Fashion To Die For ARTIST STATEMENT
Fashion To Die For is my response to the news that a garment factory complex halfway around the world collapsed, trapping and killing thousands of workers. My goal to draw attention to the history of human rights violations in the production of the clothes we wear. This shameful history continues today as international corporations throw out the safety agreements put in place after the disaster to protect their profits during the current Coronavirus pandemic.
For 200 years the textile industry responded to demands for better pay and working conditions, union organizing and laws regulating factory safety by running away - dumping the current workforce for cheap labor in a new location. I witnessed the cycle of anti-union tactics, poor working conditions and wages, empty factories and unemployment lines first-hand as a garment worker and organizer in my twenties. Textile mills and garment factories gobbled up and spit out each new wave of US immigrants, moved from New England west, from north to south, and finally to third world countries, in a never ending search for cheap labor, less regulation and greater profit. The history is not pretty.

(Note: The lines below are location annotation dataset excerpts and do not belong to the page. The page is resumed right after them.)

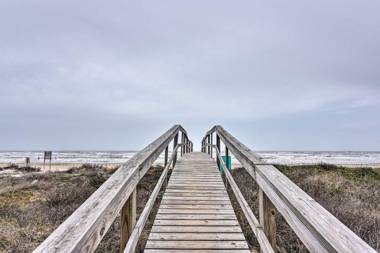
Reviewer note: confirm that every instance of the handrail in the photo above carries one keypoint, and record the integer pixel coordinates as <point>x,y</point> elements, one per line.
<point>84,229</point>
<point>318,229</point>
<point>265,245</point>
<point>139,227</point>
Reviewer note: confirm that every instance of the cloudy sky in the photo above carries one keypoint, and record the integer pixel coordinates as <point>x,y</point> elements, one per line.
<point>279,75</point>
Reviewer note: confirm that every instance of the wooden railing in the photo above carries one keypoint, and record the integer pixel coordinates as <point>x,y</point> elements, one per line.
<point>85,228</point>
<point>318,229</point>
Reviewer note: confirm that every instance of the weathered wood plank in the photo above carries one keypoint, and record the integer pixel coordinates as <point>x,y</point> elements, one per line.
<point>196,236</point>
<point>318,229</point>
<point>85,228</point>
<point>267,214</point>
<point>127,220</point>
<point>195,216</point>
<point>195,211</point>
<point>197,251</point>
<point>196,229</point>
<point>196,222</point>
<point>200,207</point>
<point>196,244</point>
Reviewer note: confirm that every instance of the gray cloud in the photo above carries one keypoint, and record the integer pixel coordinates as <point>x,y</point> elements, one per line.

On March 25, 1911 a fire at the Triangle Shirtwaist Company in New York City claimed the lives of 146 garment workers. Most of the victims were young immigrant women who worked long hours under sweatshop conditions. The owners of the factory had locked the door to stairwell to avoid unauthorized breaks and the one poorly-constructed fire escape quickly collapsed from the heat, spilling victims 100 feet to their deaths on the concrete sidewalk below. The tragedy inspired union organizing in garment factories as well as legislation regulating factory safety and working conditions in the U.S.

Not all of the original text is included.